The memory devices may be pure memory or intelligent processors with their own memory, such as GPUs or other accelerator hardware. The CXL 3.0 standard uses PCIe gen 6.0 and doubles per-lane bandwidth to 64 gigatransfers/sec (GT/sec). It enables more memory access modes – sharing flexibility and complicated memory sharing topologies – than CXL 2.0.
In effect, CXL-connected memory becomes a composable resource. According to Wells Fargo analyst Aaron Rakers, Micron has calculated that CXL-based memory could grow into a $2 billion total addressable market (TAM) by 2025 and more than $20 billion by 2030.
Demo product
The SC200 demo is of a Smart Memory device powered by UnifabriX’ RPU (Resource Processing Unit) built from the silicon up with UnifabriX hardware and software. The RPU is described as an evolution of the DPU (Data Processing Unit) and is used to improve host CPU utilization, memory capacity and system-wide bandwidth. UnifabriX will demo enhanced performance related to all three items using a “recognized HPC framework.”

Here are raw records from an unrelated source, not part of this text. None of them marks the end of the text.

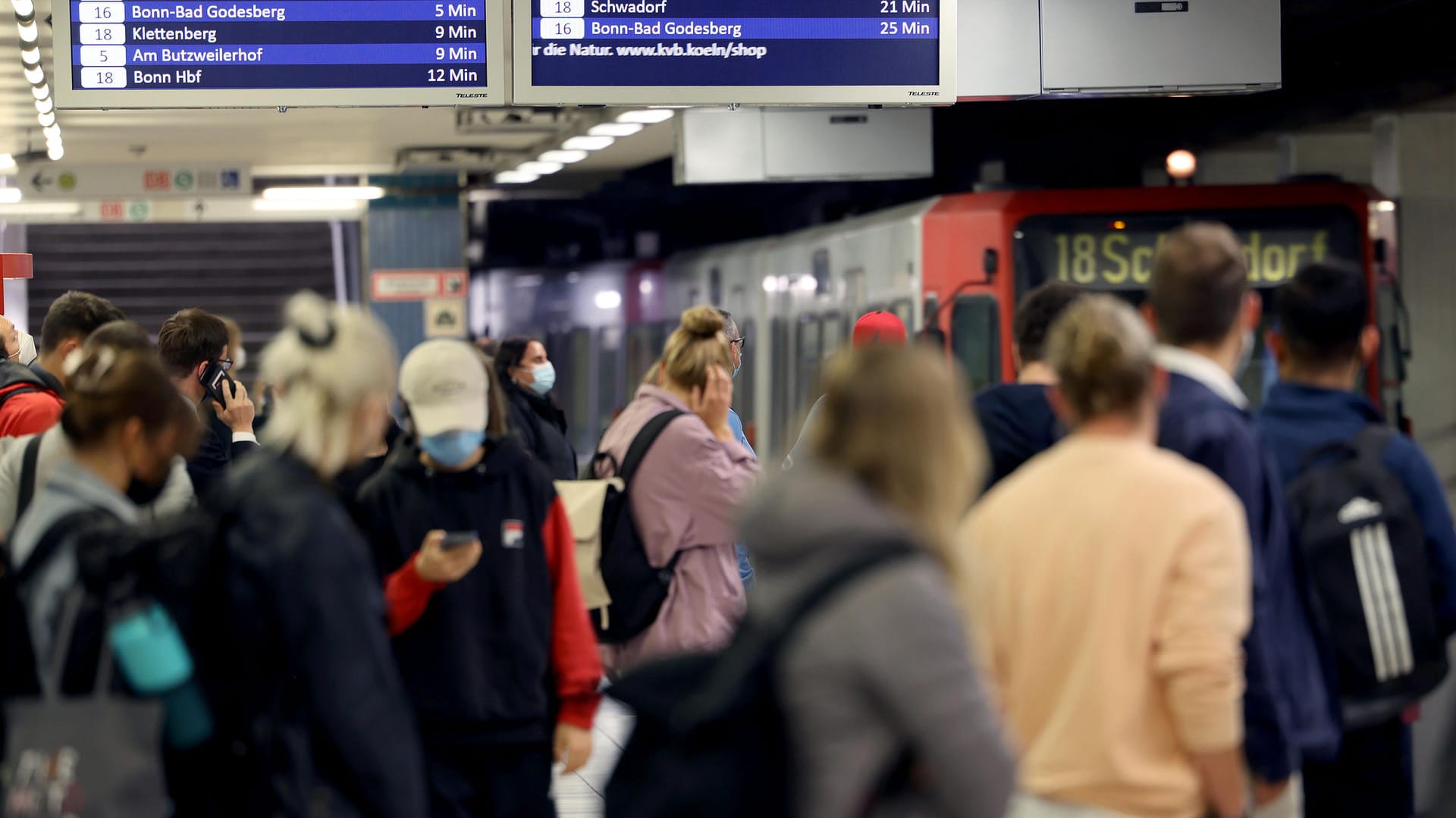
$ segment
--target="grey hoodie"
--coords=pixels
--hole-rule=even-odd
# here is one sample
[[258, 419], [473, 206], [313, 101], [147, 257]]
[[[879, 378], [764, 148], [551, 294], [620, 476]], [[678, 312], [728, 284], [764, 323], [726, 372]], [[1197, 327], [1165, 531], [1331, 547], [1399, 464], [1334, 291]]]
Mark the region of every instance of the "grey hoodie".
[[[750, 616], [773, 617], [842, 560], [916, 536], [860, 485], [801, 464], [748, 505]], [[965, 626], [929, 555], [853, 579], [785, 646], [779, 690], [795, 744], [799, 815], [849, 818], [909, 751], [914, 792], [875, 815], [1000, 818], [1015, 764], [973, 665]], [[745, 782], [751, 786], [751, 782]]]

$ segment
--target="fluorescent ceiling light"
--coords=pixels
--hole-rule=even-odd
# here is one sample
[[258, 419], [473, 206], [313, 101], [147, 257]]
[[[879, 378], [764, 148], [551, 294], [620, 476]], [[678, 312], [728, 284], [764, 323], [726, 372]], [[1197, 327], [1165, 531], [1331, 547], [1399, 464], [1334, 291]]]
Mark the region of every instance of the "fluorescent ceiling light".
[[495, 175], [496, 185], [530, 185], [537, 179], [540, 179], [540, 176], [524, 170], [501, 170]]
[[[265, 194], [268, 191], [264, 191]], [[360, 199], [253, 199], [256, 211], [358, 211]]]
[[515, 166], [518, 172], [531, 176], [550, 176], [552, 173], [561, 173], [562, 167], [565, 167], [565, 164], [559, 162], [523, 162]]
[[636, 122], [603, 122], [593, 125], [587, 132], [593, 137], [630, 137], [642, 130]]
[[561, 147], [566, 150], [604, 150], [612, 147], [614, 141], [617, 140], [612, 137], [572, 137], [561, 143]]
[[0, 204], [0, 215], [80, 215], [82, 202]]
[[363, 202], [384, 198], [384, 188], [376, 185], [281, 186], [265, 188], [264, 199], [272, 202]]
[[562, 164], [575, 164], [582, 159], [590, 156], [584, 150], [547, 150], [540, 156], [542, 162], [559, 162]]
[[628, 111], [622, 116], [617, 116], [617, 122], [636, 122], [639, 125], [657, 125], [658, 122], [667, 122], [676, 116], [676, 114], [667, 108], [648, 108], [644, 111]]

This Smart Memory Node is a 2 or 4 rack unit box with E-EDSFF E3 media bays and up to 128TB of memory capacity. The memory can be DDR5 or DDR4 DRAM, or NVMe-connected media.
Access is via NVMe-oM (NVMe over Memory) and there can be up to 20 CXL FE/BE ports with node stacking via a BE Fabric. The box is compliant with CXL 1.1, CXL 2.0, PCIe Gen 5 and is CXL 3.0-ready. It has enterprise RAS (Reliability, Availability and Scalability) and multi-layer security.
Two such units will be connected across a CXL 3.0 fabric to several servers. This is said to be the first ever CXL 3.0 fabric. Hyatt said: “Setting out to achieve and document CXL-enabled performance in a real environment according to industry standard HPC benchmarking is a difficult task that we are excited to demonstrate live at SC22.”